- XXXII -

12 2 17
                                    

- Bir Ay Sonra -

Atlas'tan;

Ölmüş müydüm? Umarım ölmüşümdür. Yaşamak çok zor geliyor onların iğrenç dokunuşlarını hâlâ tenimde hissederken. Hiçbir şeyden haberim yoktu, ne hangi günde olduğumuzdan ne de gece mi gündüz mü olduğundan.

Gözlerimi araladım. Yalnızdım. Sonunda biraz olsun huzur bulmuştum. Hayır, bulmadım henüz. Ölemezdim de. Sena'yı son bir kez daha görmeden ölemezdim hayır. Öyle özlüyordum ki onu... Abilerimi, Mert'i, Mustafa'yı, Kemal'i çok özlemiştim.

Bileklerimin acısı yüzünden kıpırdanıyordum. Kıpırdandıkça daha çok acıyordu. Başım dönüyor, uyku bastırıyordu. O adam geldi tekrar. Bu sefer diğerlerinin yanında yeni biri vardı. Onlar kadar sert durmuyordu. Başı önüne eğikti.

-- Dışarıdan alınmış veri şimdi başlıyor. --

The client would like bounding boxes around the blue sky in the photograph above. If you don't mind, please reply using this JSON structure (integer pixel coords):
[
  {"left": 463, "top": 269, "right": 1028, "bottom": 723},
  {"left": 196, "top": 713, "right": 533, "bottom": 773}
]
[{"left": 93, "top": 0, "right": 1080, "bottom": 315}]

"Bugün konuşacağını umuyorum güzelim. Yoksa bana ilgin olduğunu düşüneceğim. Sonuçta her gün beceriyorum seni." dedi ve güldü. O gülüşünü dağıtmayı çok istedim ama sadece baygın bakışlarımı gönderebildim.

"Evet evet ilgim var sana." dedim umursamaz bir tavırla. Aptal herif. Bakışlarım yine o kişiyi buldu. Gençti ve o da aynı sinirle bakıyordu adama. Benim hayal gücümdü bu. "Söyle hayatım, nerede Beyazıt? Nerede o lanet olası abin?" diye sordu.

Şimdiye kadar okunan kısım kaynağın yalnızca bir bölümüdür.